In order to begin to answer such questions, BRLI works to explore and activate restoration ecologies at fundamental scales, even prior to consideration of the term’s monetary aspects. For the entirety of human history (and in the opinions of many researchers, the primary reason that humans still exist at all), an economy has functioned as a system of exchange, no matter the ideas or objects exchanged. And systems of exchange depend strongly upon relationships so that they may continue—patterns of expectation, responsibility (the ability to respond), and obligation. This is as true for systems in which people pay for services according to agreement, as it is for hummingbirds that somehow coordinate their northward migrations with sequences of blooming plants that they need for food, and that in turn “require” the birds’ pollination services in order to set seed and reproduce.

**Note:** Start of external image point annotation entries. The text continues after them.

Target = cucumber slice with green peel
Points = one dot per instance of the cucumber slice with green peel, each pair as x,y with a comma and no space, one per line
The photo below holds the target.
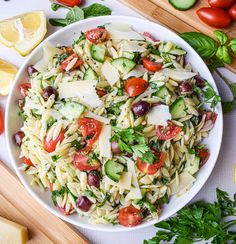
124,65
113,170
162,92
71,110
177,109
128,55
182,4
90,74
98,53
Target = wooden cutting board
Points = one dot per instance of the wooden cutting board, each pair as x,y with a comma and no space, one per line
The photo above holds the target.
180,21
17,205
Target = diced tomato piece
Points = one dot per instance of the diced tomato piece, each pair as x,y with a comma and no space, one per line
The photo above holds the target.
50,145
130,216
151,66
167,132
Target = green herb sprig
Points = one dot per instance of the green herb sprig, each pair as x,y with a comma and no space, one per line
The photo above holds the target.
200,221
216,54
76,13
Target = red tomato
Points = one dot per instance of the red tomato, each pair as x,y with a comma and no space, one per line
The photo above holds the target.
221,3
81,160
167,132
147,34
232,12
210,116
65,63
70,3
135,86
96,35
215,17
130,216
1,121
151,66
151,169
50,146
90,128
101,92
28,161
24,87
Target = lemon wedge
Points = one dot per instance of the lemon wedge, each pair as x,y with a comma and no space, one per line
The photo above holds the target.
7,75
23,32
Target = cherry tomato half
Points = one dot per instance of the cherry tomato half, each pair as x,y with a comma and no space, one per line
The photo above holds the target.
221,3
81,160
232,12
1,121
130,216
167,132
50,146
90,129
135,86
70,3
151,66
215,17
151,169
28,161
65,62
97,35
24,88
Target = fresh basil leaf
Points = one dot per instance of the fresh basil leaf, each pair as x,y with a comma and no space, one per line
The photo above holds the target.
204,45
58,22
232,45
75,14
223,55
96,9
221,36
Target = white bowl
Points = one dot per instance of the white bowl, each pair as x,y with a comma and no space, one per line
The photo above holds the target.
65,36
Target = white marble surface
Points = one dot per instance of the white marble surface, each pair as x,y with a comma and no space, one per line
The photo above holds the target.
223,174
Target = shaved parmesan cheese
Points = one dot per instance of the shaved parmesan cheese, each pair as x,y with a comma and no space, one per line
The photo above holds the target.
178,75
48,52
138,71
122,32
159,115
104,142
85,90
185,182
132,46
110,72
98,117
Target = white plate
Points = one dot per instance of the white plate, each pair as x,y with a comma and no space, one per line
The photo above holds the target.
65,36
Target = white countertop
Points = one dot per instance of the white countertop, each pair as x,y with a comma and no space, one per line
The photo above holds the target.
223,174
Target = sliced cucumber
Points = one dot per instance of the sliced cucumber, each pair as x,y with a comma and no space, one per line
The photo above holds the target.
71,110
177,109
124,65
98,53
90,74
128,55
113,170
182,4
162,92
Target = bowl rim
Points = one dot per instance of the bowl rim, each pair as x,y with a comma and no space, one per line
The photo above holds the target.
9,137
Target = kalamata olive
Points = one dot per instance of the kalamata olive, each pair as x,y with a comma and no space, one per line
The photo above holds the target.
185,87
18,137
94,178
83,203
115,148
49,91
31,70
200,82
141,108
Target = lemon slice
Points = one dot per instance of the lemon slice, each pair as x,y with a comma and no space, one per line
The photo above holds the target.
7,75
23,32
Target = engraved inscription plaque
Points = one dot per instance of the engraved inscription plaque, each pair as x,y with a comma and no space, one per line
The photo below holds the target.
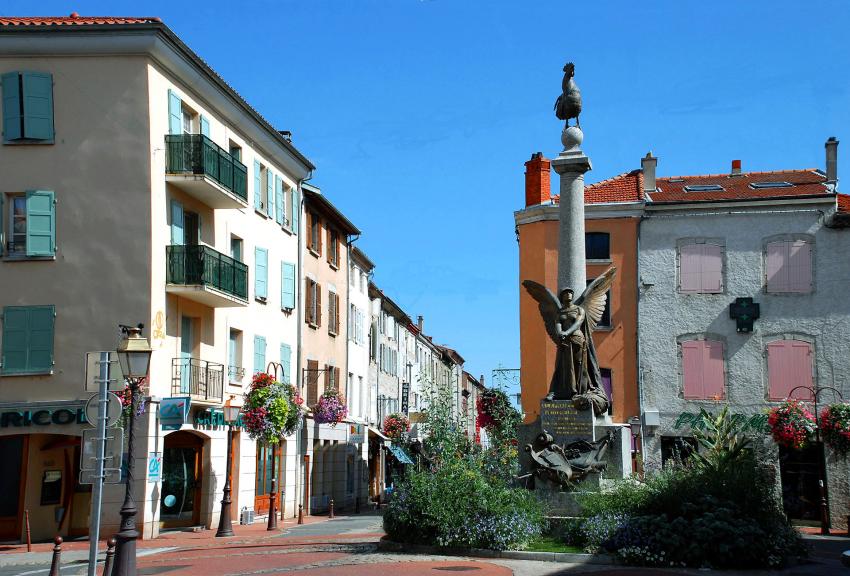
565,423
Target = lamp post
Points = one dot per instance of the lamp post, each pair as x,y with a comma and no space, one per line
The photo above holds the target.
134,355
824,506
225,521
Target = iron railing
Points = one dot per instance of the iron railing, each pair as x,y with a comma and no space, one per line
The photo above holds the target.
197,154
199,265
202,380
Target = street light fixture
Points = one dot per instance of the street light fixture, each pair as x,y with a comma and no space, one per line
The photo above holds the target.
225,523
134,355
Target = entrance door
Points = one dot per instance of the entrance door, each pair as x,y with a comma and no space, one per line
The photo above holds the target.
13,451
182,473
267,459
800,471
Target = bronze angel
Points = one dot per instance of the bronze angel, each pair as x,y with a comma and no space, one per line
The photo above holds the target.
570,325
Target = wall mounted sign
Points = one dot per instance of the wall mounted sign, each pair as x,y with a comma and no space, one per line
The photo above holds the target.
174,412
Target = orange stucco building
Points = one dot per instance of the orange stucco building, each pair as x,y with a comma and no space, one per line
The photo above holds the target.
613,210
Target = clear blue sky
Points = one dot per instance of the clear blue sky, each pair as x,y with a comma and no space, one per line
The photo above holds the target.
420,114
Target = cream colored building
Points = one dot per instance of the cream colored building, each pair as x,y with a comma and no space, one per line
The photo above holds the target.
138,186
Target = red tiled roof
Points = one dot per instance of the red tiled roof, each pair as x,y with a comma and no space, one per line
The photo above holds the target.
627,187
803,183
73,20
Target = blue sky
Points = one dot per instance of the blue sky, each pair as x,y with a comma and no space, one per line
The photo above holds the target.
419,114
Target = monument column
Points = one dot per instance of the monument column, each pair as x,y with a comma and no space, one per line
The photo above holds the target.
571,164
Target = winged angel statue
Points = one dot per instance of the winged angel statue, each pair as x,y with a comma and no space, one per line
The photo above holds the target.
570,325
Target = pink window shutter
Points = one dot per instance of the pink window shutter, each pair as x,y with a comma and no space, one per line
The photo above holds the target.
799,266
713,374
689,268
711,268
692,368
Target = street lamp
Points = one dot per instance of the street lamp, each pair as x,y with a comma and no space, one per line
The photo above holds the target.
134,355
225,523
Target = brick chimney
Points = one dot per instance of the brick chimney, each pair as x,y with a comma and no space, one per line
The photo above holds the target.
647,165
537,185
831,160
736,168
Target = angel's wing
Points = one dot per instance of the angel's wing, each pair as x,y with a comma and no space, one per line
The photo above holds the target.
549,307
594,297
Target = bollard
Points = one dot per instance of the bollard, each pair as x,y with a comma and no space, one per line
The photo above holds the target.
110,554
57,556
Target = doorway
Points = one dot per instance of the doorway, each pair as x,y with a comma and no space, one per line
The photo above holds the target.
182,474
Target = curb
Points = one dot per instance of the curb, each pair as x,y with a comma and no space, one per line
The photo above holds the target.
385,545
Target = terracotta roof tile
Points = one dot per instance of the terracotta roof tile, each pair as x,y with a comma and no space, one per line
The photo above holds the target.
73,20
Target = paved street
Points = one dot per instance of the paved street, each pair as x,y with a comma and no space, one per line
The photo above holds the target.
342,546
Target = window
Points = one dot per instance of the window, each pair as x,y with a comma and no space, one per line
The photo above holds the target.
27,108
597,246
287,286
789,364
312,302
31,221
28,339
700,268
788,264
261,263
703,373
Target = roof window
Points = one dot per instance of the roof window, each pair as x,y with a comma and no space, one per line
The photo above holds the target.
761,185
704,188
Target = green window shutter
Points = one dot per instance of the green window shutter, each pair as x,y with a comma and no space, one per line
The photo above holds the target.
257,186
177,236
41,223
175,122
278,200
287,291
261,263
12,110
286,362
38,105
259,354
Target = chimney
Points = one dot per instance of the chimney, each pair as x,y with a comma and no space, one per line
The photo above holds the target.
736,168
537,172
831,160
647,166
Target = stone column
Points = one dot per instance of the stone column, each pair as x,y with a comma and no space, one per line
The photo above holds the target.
571,164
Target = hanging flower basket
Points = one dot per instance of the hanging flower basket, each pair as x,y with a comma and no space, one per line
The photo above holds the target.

A brief example will help illustrate the human side of the potentials within systems of exchange and relationship, of restoration economies, that are deliberately treated and nurtured as such. A typical landscaper with tools and a vehicle might or might not be considered part of a restoration economy. Certainly there are clients, work done on the ground to facilitate the flow of water, reduce weeds, and improve safety for the client’s house, all within the “house” of the earth. This person might participate in a system of relationships with clients and other practitioners, all restoring function to the landscape and fulfilling the client’s desires. But what about the owner of the local gas station? This person might be considered far outside a restoration economy because he provides thus-far unsustainable fuel that pollutes ecosystems. Or, he might be considered part of such an economy because he provides fuel for the landscaper’s truck, enabling him to complete valuable work although it’s expensive and supplies are sporadic in this scenario.

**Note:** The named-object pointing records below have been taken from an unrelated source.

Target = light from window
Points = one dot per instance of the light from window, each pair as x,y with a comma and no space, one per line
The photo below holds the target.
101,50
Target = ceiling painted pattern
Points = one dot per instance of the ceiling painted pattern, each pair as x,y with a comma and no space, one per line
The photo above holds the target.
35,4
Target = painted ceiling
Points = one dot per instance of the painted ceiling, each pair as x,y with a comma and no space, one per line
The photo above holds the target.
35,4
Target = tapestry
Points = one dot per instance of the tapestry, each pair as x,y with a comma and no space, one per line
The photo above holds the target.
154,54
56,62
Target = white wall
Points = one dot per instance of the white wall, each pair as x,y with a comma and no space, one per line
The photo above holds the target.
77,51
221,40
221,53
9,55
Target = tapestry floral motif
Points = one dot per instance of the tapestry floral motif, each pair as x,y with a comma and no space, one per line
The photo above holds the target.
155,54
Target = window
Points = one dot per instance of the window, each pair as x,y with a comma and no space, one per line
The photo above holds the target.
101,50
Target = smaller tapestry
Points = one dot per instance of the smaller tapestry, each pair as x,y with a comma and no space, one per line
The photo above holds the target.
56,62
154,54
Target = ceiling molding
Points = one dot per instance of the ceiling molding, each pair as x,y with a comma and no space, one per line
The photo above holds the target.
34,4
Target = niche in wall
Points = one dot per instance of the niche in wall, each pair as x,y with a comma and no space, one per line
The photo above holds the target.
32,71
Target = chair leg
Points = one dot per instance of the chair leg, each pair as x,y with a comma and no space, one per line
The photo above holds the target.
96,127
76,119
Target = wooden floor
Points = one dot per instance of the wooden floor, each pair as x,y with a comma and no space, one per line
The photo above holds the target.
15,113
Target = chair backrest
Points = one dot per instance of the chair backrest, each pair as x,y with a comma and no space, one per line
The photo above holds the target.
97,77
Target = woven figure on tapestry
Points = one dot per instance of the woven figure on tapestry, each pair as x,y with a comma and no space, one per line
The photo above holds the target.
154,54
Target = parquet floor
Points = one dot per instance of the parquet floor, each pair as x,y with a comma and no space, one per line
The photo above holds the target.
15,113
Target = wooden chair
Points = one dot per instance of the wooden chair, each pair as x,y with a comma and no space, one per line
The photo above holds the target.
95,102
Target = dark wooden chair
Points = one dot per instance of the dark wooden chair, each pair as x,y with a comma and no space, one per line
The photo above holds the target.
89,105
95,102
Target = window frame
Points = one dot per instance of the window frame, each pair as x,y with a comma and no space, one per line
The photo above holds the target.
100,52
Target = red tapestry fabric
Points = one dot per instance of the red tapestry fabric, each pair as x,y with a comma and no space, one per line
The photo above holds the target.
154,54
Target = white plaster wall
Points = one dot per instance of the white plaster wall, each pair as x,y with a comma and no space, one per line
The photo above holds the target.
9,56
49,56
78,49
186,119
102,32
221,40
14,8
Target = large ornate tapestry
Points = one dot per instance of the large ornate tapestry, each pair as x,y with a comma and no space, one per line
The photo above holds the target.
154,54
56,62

By considering both deliberation of effort and intention within the system of exchanges and relationships, however, we can strengthen the concept and its effective application. What if the landscaper’s day looked something more like this: After a full day of building water-harvesting structures and planting native plants to support pollinators on a degraded landscape—work which has been designed as part of a complementary system of exchange and relation, one that incorporates the worker’s need for monetary income as part of the larger system—the truck owner deliberately and with full intention chooses to fill up his gas tank at the local, expensive gas station with an unpredictable supply. Why? Because it has been agreed that tending the larger system and its human, non-human, and even abiotic parts in tandem might just create greater resilience for the whole.

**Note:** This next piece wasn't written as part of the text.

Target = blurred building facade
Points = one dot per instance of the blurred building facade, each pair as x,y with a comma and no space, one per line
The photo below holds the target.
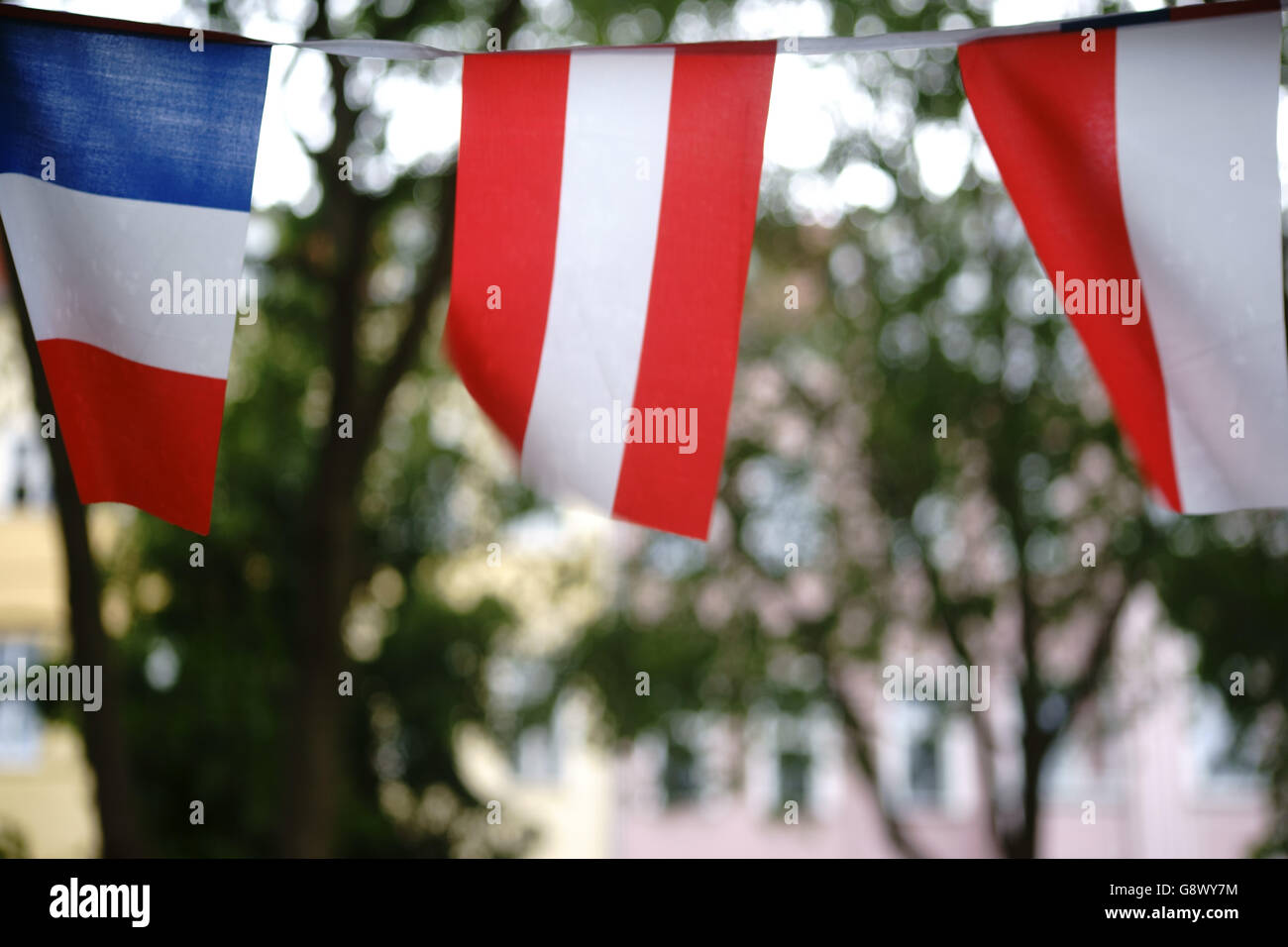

Perhaps, with this form of relationship in place, the station owner increases his supplies of fuel because he knows that the worker needs it and will buy it (due to the increased predictability within the system afforded by an active restoration project that requires trucks and people working), and the worker agrees to pay higher prices in order to avoid long drives to other places, but also to keep one of his community members intact as part of the larger system--but also because the restoration economy has provided a platform for people to rethink not only how they relate to places and how to make a living by caring for them, but how they relate to and depend upon one another for many kinds of support at the same time.